Size of data quick calculation
Each file being about 140MB a quick back of the envelope calculation gives us:
recent_days = [day for day in available_days if day.split('datestr=')[1][:7] in recent_months]
len(recent_days) * 140 / 1000 # size in GB of files we'll process
1005.62
Fused allows us to run a UDF in parallel. So we'll process 1 month of data across hundreds of jobs:
results = fused.submit(
  udf, 
  recent_months, 
  max_workers=250, 
  collect=False
)
See a progress bar of jobs running:
results.wait()
See how long all the jobs took:
results.total_time()
>>> datetime.timedelta(seconds=40, ...)
We just processed 20 years of worldwide global data, over 1TB in 40s!!
We can now write a UDF that gets all the monthly data and aggregates it by month:
@fused.udf(cache_max_age='0s')
def udf():
    import duckdb
    
    # Listing all files on our mount directory
    monthlys = fused.api.list(fused.file_path(f"monthly_climate/"))
    file_list = "', '".join(monthlys)
    
    result = duckdb.sql(f"""
       SELECT 
           LEFT(datestr, 7) as month,
           ROUND(AVG(daily_mean_temp), 2) as monthly_mean_temp
       FROM read_parquet(['{file_list}'])
       GROUP BY month
       ORDER BY month
    """).df()
    return result
Instead of running this locally, we'll open it in Workbench, Fused's web-based IDE:
# Save to Fused
udf.to_fused("monthly_mean_temp")
# Load again to get the Workbench URL
loaded_udf = fused.load("monthly_mean_temp")
Return loaded_udf in a notebook and you'll get a URL that takes you to Workbench:
loaded_udf
Click on the link to open the UDF in Workbench.

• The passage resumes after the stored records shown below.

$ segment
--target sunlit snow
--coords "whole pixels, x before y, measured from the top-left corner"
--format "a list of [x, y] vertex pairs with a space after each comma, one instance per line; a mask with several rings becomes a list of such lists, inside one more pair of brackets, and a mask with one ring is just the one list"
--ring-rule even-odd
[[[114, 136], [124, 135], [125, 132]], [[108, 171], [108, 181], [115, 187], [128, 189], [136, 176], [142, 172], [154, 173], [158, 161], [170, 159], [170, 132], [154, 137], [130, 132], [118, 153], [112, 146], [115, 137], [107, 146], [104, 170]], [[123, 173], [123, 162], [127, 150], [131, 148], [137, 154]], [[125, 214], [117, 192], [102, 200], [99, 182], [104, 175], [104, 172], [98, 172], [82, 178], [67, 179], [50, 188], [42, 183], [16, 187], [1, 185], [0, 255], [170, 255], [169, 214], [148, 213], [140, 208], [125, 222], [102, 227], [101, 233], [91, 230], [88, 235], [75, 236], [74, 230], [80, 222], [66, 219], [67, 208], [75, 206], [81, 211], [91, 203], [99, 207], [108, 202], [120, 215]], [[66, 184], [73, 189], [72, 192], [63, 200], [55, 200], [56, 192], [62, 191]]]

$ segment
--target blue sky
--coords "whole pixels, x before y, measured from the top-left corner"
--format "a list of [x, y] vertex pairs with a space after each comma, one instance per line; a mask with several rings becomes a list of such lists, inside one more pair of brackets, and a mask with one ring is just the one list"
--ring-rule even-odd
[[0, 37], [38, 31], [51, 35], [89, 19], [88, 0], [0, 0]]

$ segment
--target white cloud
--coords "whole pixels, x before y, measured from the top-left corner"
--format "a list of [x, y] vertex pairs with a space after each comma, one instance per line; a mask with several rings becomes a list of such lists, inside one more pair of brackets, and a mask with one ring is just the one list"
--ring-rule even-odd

Click "+ Add to UDF Builder"

Interactive graph (with AI)
You can use the AI Assistant to help you vibe code an interactive timeseries of your data
Simply ask the AI:
Make an interactive graph of the monthly temperature data
You can then share your graph:
- Save (Cmd + Son MacOS or click the "Save" button)
- Click "URL" button to see deployed graph!
Any time you make an update, your graph will automatically update!